In den Chats habe der Teenager geklagt, dass er die Hauptschule abgebrochen und kein regelmäßiges Einkommen habe. "Er hat meinen Chef aufgefordert, ihm Essen zu bestellen. Und zwei Mal hat er mich gebeten, dass ich ihm was liefern lasse." Aus Mitleid habe er den Wunsch erfüllt, sagt der Angeklagte. An die erste Lieferung könne er sich sogar genau erinnern, da dabei aus Spaß Pizzasauce als Salatdressing geordert worden sei, worüber im Chat gescherzt wurde. "Aber ich habe beide Male bezahlt", bekräftigt der 21-Jährige.

Order nur an zwei Tagen nachweisbar

"Da muss ich Ihnen aber schon vorhalten, dass Ihnen fünf Bestellungen zugeordnet werden konnten", wirft Röggla ein. Wie jedoch nach dem Studium der Unterlagen selbst die Staatsanwältin zugeben muss, gab es am 21. November zwar vier Bestellungen, die aber innerhalb von drei Minuten getätigt worden sein sollen. Im Dezember gab es dagegen – wie vom Angeklagten behauptet – nur eine. Bei sechs Lieferungen konnte die Polizei den Chef als Besteller eruieren, in den restlichen 33 Fällen, bei denen nicht im Voraus bezahlt wurde, war es dagegen eine unbekannte Person.

"Sind Sie zerstritten?", versucht die Richterin ein Motiv zu finden, warum man einen de facto Fremden derart belästigen sollte. "Eigentlich nicht", lautet die Antwort. "Eigentlich?" – "Einmal haben wir uns gegenseitig geärgert. Ich habe ihn arbeitslos genannt, er mich Flüchtling", gibt der geborene Österreicher unumwunden zu.

Er hat aber einen anderen Verdacht: In den Chats sei einmal ein Streit um den Gutschein eines sehr großen US-amerikanischen Internetversandhauses ausgebrochen, für den das Opfer 50 Euro überweisen sollte. "Wissen Sie, wer da involviert war?", fragt Röggla interessiert. "Nein, ich habe den Usernamen nicht gekannt", bedauert der Angeklagte. "Aber der hat später auch die Adresse des Opfers in Chats veröffentlicht", ergänzt der 21-Jährige, den entsprechenden Beleg übergibt Verteidiger Friis dem Gericht.
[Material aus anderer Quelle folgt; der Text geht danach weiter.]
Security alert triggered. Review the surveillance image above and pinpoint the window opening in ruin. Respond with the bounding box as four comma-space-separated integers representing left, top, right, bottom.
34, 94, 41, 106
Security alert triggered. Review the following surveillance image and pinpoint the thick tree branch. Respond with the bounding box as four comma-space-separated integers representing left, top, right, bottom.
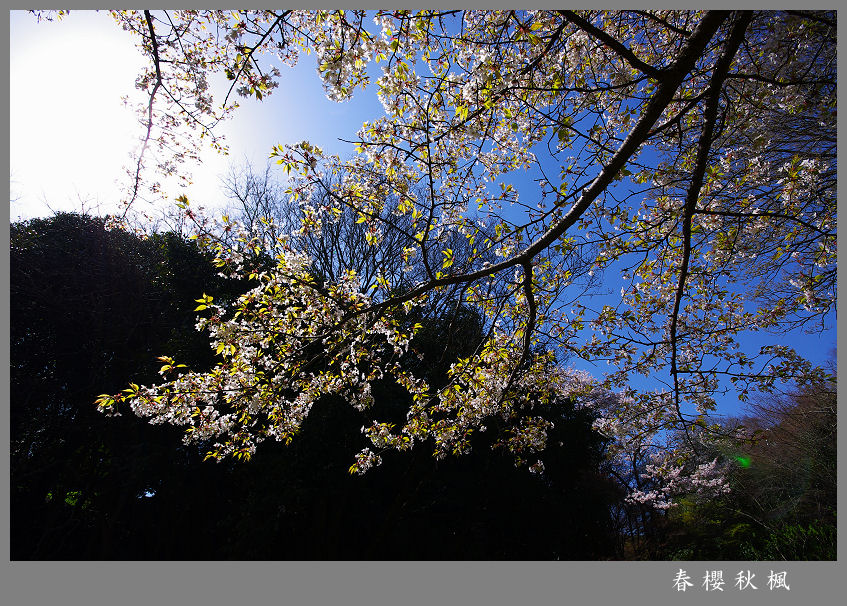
668, 12, 751, 432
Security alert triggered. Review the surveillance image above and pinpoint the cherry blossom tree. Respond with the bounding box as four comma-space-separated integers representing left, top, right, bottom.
79, 10, 837, 499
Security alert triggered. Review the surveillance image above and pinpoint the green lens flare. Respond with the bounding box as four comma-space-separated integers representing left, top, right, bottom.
735, 457, 750, 468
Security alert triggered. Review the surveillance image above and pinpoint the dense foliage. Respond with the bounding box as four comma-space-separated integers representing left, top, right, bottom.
11, 215, 621, 559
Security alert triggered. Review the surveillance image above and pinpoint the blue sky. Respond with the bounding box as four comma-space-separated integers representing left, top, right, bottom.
10, 11, 836, 414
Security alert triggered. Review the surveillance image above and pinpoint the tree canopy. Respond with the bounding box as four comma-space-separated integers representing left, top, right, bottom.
51, 10, 837, 502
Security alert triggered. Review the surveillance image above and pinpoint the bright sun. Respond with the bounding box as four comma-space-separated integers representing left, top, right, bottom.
9, 11, 144, 219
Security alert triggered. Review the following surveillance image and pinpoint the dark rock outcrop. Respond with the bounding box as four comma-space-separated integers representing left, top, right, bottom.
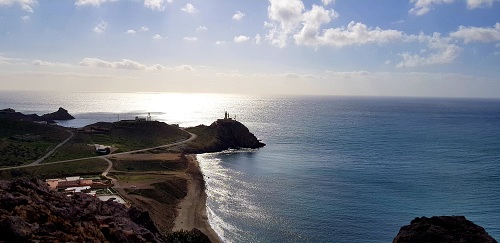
392, 216, 497, 243
183, 119, 266, 153
0, 178, 162, 242
0, 108, 55, 124
42, 107, 75, 121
Hungergefühle nur aus Spaß

Der 17-Jährige sagt als Zeuge dagegen, es sei nie etwas auf seinen Wunsch bestellt worden. "Ich habe aus Spaß gesagt, dass ich Hunger habe", behauptet der von seiner Mutter begleitete Jugendliche. Er habe seine Privatadresse auch nur dem Kleinunternehmer zukommen lassen, ist er sich sicher. "Warum?", will der Angeklagte wissen. "Aus welchem Grund?" – "Ich weiß nicht, warum ich Ihnen das sagen soll!", reagiert der Zeuge unfroh. "Na ja, weil es belegen würde, dass er sie brauchte, um Essen bestellen zu können!", schlussfolgert der Angeklagte.

Angeblich belastende Chats seien leider gelöscht worden, bedauert der Jugendliche auf eine entsprechende Frage der Richterin. Die unerwünschten Lieferungen hätten seine Lebensführung aber durchaus beeinträchtigt, führt er aus. "Das war krass Psychoterror!", erklärt er Röggla.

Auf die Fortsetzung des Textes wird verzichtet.